After months of continued harassment by Jones’ Infowars supporters — one of whom was sentenced to prison for sending death threats to one victim’s family — the mourning parents fired back with defamation lawsuits, and Jones quickly admitted that the shooting happened but blamed “anti-free speech Democrats” and the media for his predicament.

Jones has tried to slow his legal reckoning by failing to obey court orders to turn over documents; filing late settlement offers, which the victims’ families have rejected; and even citing a bogus medical problem as a reason for failing to show up in court.

In September, Jones was found liable for defamation by a Travis County judge in lawsuits filed by two families of Sandy Hook victims.

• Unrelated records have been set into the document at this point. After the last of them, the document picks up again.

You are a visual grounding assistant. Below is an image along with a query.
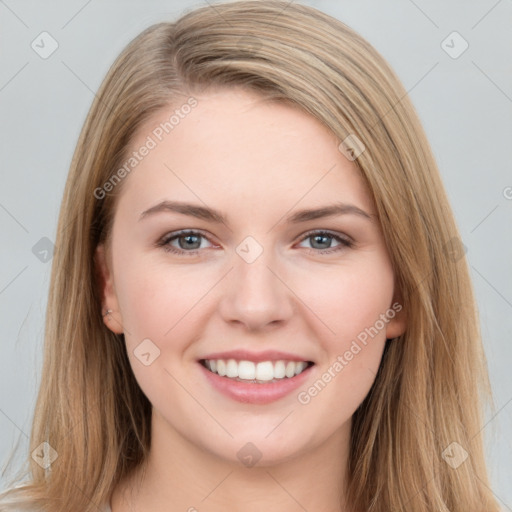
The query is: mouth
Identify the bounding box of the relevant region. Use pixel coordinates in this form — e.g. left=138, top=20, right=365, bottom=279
left=198, top=358, right=315, bottom=405
left=199, top=359, right=314, bottom=384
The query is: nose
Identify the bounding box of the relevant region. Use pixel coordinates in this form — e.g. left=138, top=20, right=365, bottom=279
left=218, top=244, right=294, bottom=331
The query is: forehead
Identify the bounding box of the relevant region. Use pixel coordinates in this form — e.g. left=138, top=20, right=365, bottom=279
left=115, top=89, right=371, bottom=222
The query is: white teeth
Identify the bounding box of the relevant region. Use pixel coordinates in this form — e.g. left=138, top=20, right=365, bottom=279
left=256, top=361, right=274, bottom=380
left=284, top=361, right=295, bottom=378
left=216, top=359, right=226, bottom=377
left=226, top=359, right=238, bottom=377
left=237, top=361, right=256, bottom=380
left=274, top=361, right=286, bottom=379
left=205, top=359, right=308, bottom=382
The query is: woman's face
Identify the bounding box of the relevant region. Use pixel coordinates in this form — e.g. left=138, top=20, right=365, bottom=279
left=97, top=89, right=405, bottom=465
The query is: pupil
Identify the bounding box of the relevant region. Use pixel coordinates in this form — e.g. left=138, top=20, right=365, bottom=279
left=313, top=235, right=331, bottom=249
left=179, top=235, right=201, bottom=249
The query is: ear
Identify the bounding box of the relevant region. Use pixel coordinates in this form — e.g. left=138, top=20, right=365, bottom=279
left=94, top=244, right=124, bottom=334
left=386, top=294, right=407, bottom=340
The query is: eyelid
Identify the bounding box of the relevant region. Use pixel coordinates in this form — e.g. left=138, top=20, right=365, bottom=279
left=155, top=228, right=355, bottom=256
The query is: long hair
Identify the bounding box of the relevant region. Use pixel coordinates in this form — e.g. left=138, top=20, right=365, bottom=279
left=0, top=0, right=499, bottom=512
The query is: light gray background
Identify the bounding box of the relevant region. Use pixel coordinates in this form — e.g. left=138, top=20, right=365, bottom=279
left=0, top=0, right=512, bottom=511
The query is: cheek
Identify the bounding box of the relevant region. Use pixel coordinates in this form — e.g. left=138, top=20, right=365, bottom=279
left=116, top=258, right=204, bottom=346
left=298, top=258, right=393, bottom=349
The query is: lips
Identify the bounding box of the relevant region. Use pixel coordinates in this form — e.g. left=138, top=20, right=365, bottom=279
left=198, top=350, right=314, bottom=404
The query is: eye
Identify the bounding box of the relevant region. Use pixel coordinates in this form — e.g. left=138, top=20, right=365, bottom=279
left=294, top=231, right=354, bottom=254
left=156, top=230, right=213, bottom=255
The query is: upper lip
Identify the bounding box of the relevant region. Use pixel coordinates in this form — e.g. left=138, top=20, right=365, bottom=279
left=199, top=349, right=313, bottom=363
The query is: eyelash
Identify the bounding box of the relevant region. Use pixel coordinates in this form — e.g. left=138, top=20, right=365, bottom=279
left=156, top=230, right=354, bottom=256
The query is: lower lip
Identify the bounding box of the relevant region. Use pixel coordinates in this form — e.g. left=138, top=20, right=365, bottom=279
left=198, top=363, right=313, bottom=404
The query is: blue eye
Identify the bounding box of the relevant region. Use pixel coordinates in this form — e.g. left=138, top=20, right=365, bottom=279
left=157, top=230, right=211, bottom=255
left=302, top=231, right=354, bottom=254
left=156, top=230, right=354, bottom=256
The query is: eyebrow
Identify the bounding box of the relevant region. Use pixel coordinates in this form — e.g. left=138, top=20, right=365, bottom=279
left=139, top=201, right=373, bottom=225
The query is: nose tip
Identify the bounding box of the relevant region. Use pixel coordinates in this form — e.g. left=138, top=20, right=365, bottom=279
left=219, top=248, right=293, bottom=330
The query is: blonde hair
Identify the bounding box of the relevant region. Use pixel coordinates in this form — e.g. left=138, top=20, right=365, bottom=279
left=0, top=0, right=499, bottom=512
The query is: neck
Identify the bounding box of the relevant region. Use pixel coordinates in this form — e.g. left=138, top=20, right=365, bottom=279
left=112, top=411, right=350, bottom=512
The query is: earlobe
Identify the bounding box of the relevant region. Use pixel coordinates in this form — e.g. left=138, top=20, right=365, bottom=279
left=94, top=244, right=124, bottom=334
left=386, top=293, right=407, bottom=340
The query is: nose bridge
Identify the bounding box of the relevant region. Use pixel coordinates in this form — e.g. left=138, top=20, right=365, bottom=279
left=220, top=237, right=293, bottom=329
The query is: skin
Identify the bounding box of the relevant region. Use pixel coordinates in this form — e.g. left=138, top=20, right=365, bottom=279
left=96, top=89, right=405, bottom=512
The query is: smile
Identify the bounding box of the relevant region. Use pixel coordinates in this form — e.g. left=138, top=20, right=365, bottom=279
left=200, top=359, right=313, bottom=383
left=199, top=359, right=314, bottom=404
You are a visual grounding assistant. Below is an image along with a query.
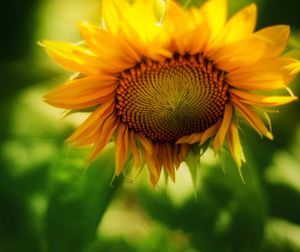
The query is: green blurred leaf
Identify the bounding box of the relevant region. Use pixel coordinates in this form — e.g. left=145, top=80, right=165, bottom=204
left=46, top=145, right=120, bottom=252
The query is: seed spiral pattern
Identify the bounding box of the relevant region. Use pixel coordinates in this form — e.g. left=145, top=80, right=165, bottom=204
left=116, top=54, right=228, bottom=142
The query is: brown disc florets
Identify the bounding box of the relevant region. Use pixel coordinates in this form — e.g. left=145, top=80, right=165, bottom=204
left=116, top=54, right=228, bottom=142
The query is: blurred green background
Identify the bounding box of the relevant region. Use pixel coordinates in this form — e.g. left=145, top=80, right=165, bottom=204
left=0, top=0, right=300, bottom=252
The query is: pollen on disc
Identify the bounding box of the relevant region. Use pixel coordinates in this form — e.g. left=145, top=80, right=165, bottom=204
left=116, top=55, right=228, bottom=142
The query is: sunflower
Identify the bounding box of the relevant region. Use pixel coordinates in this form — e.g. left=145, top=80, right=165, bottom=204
left=42, top=0, right=300, bottom=185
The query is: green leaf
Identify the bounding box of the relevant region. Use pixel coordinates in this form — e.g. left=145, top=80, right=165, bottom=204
left=46, top=145, right=121, bottom=252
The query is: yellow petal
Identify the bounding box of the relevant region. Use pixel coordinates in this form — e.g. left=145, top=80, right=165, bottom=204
left=218, top=4, right=257, bottom=44
left=115, top=123, right=129, bottom=176
left=229, top=88, right=298, bottom=107
left=227, top=122, right=245, bottom=168
left=162, top=143, right=175, bottom=182
left=89, top=115, right=119, bottom=161
left=138, top=135, right=160, bottom=182
left=254, top=25, right=290, bottom=58
left=101, top=0, right=129, bottom=35
left=209, top=25, right=289, bottom=72
left=213, top=103, right=232, bottom=154
left=176, top=133, right=202, bottom=144
left=231, top=96, right=273, bottom=140
left=79, top=23, right=140, bottom=69
left=200, top=120, right=221, bottom=145
left=66, top=101, right=115, bottom=146
left=201, top=0, right=227, bottom=44
left=40, top=40, right=101, bottom=75
left=226, top=57, right=297, bottom=90
left=45, top=76, right=117, bottom=109
left=129, top=130, right=141, bottom=168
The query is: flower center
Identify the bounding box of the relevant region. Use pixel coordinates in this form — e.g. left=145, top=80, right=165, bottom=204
left=116, top=54, right=227, bottom=142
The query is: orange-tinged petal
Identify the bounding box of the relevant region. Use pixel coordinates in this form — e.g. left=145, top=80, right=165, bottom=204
left=176, top=133, right=202, bottom=144
left=231, top=96, right=273, bottom=140
left=138, top=135, right=160, bottom=182
left=45, top=76, right=117, bottom=109
left=226, top=57, right=297, bottom=90
left=40, top=40, right=101, bottom=75
left=115, top=123, right=129, bottom=176
left=200, top=120, right=222, bottom=145
left=79, top=23, right=140, bottom=69
left=230, top=88, right=298, bottom=107
left=201, top=0, right=227, bottom=43
left=209, top=25, right=289, bottom=72
left=227, top=122, right=245, bottom=168
left=129, top=130, right=141, bottom=168
left=254, top=25, right=290, bottom=58
left=218, top=4, right=257, bottom=44
left=162, top=143, right=175, bottom=182
left=213, top=103, right=232, bottom=154
left=89, top=115, right=119, bottom=161
left=66, top=101, right=115, bottom=146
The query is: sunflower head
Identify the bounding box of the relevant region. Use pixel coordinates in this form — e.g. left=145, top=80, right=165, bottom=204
left=42, top=0, right=300, bottom=185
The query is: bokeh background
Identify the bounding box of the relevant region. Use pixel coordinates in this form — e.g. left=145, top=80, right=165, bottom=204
left=0, top=0, right=300, bottom=252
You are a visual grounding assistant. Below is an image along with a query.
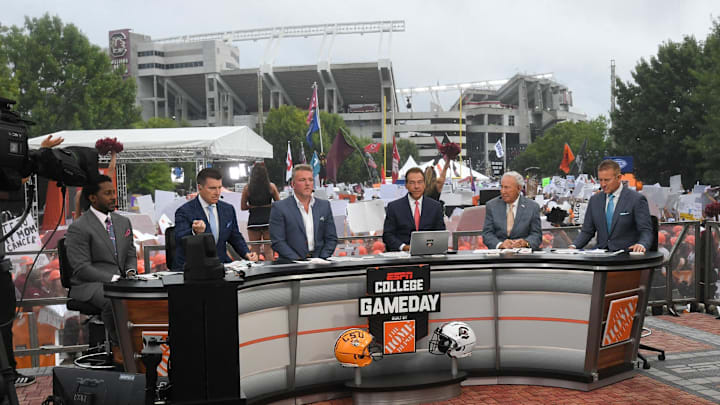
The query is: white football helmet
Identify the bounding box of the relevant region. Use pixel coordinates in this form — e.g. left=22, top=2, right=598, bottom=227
left=429, top=321, right=476, bottom=359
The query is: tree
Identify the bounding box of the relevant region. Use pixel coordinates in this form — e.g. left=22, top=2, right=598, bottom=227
left=263, top=106, right=380, bottom=185
left=610, top=37, right=705, bottom=187
left=0, top=14, right=140, bottom=136
left=683, top=20, right=720, bottom=184
left=510, top=116, right=609, bottom=176
left=0, top=25, right=18, bottom=100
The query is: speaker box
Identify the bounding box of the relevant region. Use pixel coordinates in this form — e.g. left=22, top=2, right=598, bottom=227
left=53, top=367, right=145, bottom=405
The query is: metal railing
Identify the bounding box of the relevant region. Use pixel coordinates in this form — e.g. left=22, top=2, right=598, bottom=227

One month later, Jones lost again in a separate suit filed in Connecticut by eight other families of Sandy Hook victims.

However, Jones’ legal troubles don’t end there. He is also being investigated by the Justice Department for his role in the January 6 insurrection, an inquiry Jones contended could damage him more than the Sandy Hook defamation lawsuits.

Jones has rolled over for the Justice Department, desperate to share all he knows about the January 6 insurrection in exchange for prosecutorial immunity.

On April 18, one week before juries were to make their decision on damages in the Sandy Hook defamation lawsuits, three companies affiliated with Jones, including Infowars, filed for bankruptcy.

The Justice Department’s bankruptcy monitor quickly objected because Jones, who generates and controls Infowars’ income, didn’t file for bankruptcy himself. The bankruptcy filing was for three Infowars offshoots that had no assets, employees, or income.

A restructuring office for Infowars, Mark Schwartz, justified the move by saying Jones would ruin “his good name” and harm his “ability to sell merchandise” if he filed for bankruptcy himself, the Times reported.

Jones wanted the bankruptcy court to approve a $10 million settlement fund for the victims’ families suing him. The families, all of whom want to see Jones in court, filed a motion to dismiss his bankruptcy motion.

A judge has scheduled a status conference on Jones’s bankruptcy motion for Friday.